Dunn: Technology is definitely advancing, and I’d say particularly the last five years I’ve seen it advancing at an even faster rate. Over those 20 years, we also went to a lot of offshore manufacturing. When I first started, that wasn’t common. Also, there are changes in how we do business. We used to use fax and mail to send purchase orders and files, and use the telephone as the primary communication method. Now, we heavily depend on email. There is a much faster response time, but I think we have also lost the benefit of communicating with each other on a more personal level.
Matties: That’s interesting because at one point, ordering your circuit boards on a website was becoming popular with the prototype and hobbyist market. Is that as popular these days?
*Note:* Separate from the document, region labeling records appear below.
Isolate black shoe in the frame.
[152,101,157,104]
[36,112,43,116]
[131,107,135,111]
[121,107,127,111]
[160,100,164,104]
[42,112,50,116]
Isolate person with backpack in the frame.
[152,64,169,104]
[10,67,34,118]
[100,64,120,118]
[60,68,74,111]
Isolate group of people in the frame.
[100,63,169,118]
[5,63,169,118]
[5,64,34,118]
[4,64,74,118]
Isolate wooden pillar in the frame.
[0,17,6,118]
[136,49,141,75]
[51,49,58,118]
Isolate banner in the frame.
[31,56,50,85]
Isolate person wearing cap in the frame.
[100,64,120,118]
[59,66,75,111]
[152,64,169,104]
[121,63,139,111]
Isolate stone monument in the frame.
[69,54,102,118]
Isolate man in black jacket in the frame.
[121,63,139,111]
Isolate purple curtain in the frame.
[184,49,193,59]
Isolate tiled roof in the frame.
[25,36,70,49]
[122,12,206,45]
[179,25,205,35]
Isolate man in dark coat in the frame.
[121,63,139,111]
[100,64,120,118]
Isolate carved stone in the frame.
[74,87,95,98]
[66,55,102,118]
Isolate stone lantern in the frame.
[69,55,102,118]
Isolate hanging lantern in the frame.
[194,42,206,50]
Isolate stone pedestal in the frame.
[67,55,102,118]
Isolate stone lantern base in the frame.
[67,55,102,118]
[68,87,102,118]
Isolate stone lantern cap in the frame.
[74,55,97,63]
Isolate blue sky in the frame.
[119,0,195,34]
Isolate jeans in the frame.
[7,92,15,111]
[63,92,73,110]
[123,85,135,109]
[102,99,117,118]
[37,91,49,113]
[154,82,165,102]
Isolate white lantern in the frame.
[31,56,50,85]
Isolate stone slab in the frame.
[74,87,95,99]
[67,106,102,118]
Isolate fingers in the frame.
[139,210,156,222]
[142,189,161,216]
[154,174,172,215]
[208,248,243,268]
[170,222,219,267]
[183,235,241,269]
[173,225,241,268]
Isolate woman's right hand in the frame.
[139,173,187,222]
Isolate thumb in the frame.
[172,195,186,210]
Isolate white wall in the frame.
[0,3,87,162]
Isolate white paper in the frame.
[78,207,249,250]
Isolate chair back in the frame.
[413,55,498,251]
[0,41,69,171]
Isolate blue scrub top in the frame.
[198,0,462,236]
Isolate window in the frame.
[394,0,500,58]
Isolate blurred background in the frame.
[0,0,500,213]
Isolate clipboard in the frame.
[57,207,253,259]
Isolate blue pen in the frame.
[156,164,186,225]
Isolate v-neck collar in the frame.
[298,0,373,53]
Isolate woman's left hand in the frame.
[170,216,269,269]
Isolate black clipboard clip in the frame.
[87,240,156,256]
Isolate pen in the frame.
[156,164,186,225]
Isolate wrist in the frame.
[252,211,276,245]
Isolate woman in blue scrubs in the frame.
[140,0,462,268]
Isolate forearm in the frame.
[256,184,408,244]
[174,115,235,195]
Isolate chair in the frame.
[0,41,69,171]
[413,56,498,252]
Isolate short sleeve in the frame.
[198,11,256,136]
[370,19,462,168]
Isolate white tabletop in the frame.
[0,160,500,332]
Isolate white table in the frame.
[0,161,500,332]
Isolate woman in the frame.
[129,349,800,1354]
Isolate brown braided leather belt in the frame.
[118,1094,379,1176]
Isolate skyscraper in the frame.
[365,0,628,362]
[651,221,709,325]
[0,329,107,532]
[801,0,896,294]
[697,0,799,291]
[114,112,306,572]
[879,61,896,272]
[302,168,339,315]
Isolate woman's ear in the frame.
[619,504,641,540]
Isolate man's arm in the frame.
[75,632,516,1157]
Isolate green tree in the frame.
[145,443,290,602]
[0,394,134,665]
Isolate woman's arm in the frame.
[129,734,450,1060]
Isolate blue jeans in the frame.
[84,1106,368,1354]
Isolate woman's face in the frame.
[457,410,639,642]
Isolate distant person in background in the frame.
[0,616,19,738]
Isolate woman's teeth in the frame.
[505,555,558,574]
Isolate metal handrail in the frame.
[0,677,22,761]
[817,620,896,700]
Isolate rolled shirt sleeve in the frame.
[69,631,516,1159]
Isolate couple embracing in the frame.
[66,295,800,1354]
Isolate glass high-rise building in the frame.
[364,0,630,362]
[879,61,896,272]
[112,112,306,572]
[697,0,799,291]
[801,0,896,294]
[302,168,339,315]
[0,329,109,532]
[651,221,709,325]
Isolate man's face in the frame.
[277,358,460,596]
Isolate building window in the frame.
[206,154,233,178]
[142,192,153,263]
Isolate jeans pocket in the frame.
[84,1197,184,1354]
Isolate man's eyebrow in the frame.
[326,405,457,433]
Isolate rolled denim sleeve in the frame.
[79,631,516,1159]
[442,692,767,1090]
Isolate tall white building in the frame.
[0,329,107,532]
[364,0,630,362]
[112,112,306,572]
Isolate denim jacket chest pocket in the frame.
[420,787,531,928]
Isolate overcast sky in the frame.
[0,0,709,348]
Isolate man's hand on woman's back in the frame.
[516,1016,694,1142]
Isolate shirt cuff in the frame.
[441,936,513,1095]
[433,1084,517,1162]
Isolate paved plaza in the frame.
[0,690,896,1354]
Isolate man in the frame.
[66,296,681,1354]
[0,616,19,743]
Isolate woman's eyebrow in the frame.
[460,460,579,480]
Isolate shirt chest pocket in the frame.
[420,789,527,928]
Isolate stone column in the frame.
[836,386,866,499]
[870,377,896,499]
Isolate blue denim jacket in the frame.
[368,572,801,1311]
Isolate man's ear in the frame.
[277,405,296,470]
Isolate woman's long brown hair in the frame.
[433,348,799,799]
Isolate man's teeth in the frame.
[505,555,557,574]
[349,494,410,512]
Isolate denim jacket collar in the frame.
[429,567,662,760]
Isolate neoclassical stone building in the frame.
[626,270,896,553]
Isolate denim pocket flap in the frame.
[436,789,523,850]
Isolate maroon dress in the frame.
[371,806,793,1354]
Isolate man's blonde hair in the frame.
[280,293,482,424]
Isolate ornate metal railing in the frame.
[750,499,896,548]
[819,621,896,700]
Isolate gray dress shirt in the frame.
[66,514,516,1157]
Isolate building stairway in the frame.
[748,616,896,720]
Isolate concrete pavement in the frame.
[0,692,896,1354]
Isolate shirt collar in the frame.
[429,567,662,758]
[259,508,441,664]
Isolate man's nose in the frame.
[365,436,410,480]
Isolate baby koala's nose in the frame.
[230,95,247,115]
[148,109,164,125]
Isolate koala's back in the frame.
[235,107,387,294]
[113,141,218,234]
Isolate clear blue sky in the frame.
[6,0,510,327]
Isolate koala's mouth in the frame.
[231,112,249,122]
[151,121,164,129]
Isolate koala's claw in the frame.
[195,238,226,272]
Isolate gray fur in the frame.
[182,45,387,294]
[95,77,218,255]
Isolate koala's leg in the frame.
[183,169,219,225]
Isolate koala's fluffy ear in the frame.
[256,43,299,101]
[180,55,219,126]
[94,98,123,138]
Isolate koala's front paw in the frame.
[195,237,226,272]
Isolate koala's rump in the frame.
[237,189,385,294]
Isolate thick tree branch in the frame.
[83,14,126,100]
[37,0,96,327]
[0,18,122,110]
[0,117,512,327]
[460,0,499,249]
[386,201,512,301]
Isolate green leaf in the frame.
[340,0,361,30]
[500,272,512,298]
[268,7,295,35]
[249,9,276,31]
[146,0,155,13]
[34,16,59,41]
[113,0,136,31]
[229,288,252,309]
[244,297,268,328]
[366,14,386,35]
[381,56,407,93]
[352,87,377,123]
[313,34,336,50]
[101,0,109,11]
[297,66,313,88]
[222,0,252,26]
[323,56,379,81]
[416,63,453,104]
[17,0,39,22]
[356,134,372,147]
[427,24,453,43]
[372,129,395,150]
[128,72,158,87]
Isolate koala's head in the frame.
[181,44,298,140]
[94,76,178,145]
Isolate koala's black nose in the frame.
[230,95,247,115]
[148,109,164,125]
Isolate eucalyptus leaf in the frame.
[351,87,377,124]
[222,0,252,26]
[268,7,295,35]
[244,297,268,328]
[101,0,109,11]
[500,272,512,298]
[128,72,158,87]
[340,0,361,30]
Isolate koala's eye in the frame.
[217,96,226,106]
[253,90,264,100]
Dunn: I think that there’s still a significant portion of the market that can utilize web-based ordering and it works very well. When you move into needing high-reliability products or preproduction runs, then it becomes a little more difficult to do the web-based ordering. You miss out on some of that collaboration, design rule checks, and things like that.
Matties: I think people from the fabricator side had an electronic and not a personal relationship. They knew their numbers and had their accounts and specifications, but perhaps they didn’t really know the customers. I think that left a lot of people at a disadvantage.
Dunn: Yes. I think that’s a common issue across fabrication in North America. For example, in the spirit of trying to respond very quickly to all customers, many fabricators use a general mailbox that anyone in customer service has access to. For example, sales@ whatever the URL may be, but then you never build a relationship. You can’t even say “Hello, Judy.” You just have to say hello because you don’t know who is going to pick it up.
Matties: Exactly, and you’re in the sales business. This is what you do. When I look at selling, I always say it’s not selling but building relationships. The same holds true with PCBs. What sort of relationships do you have to build with the customer to get them to do business with you?
Dunn: I think one of the key things for Omni PCB is that we really work at connecting our customers to technical knowledge. We work at having the information out there and available whenever they need it, so they have a place to find what they are looking for. From there, you can start a conversation around that and build the relationship.
Matties: It’s always great when you can help somebody solve a technical problem because you become the hero, and that really cements a relationship, doesn’t it?
Dunn: Yes, and it’s a lot of fun.
Matties: Is your background technical?
Dunn: It is not. I graduated college with an economics degree and took my first job at a flex circuit manufacturer. At that time, I was going to do accounting, and some human resources work. Before they would let me have the checkbook, they had me work on the production floor to understand all the processes and materials.
Matties: Smart move.
Dunn: It was. And little did I know at the time the value of the education I was getting by running the equipment, and it was a small company, so it was easy to ask a lot of questions.
Matties: We are here at a design conference, and one of the things that we hear so frequently—almost to the point of it being a broken record—is there is not enough communication between designers, fabricators, and assemblers. When you’re selling, you’re selling to designers a lot. At least they influence or actually make the final purchase decision in many cases. How important is it to have that relationship or firsthand knowledge of the manufacturing?
Dunn: I think it’s extremely important for a designer to understand the manufacturing process and also for the manufacturer to understand what the designer is going through as they try to fit all these different things into one board. It definitely helps to know the manufacturing side and what your design will go through, particularly in the wet process area where you create the trace, space, and plated through-holes.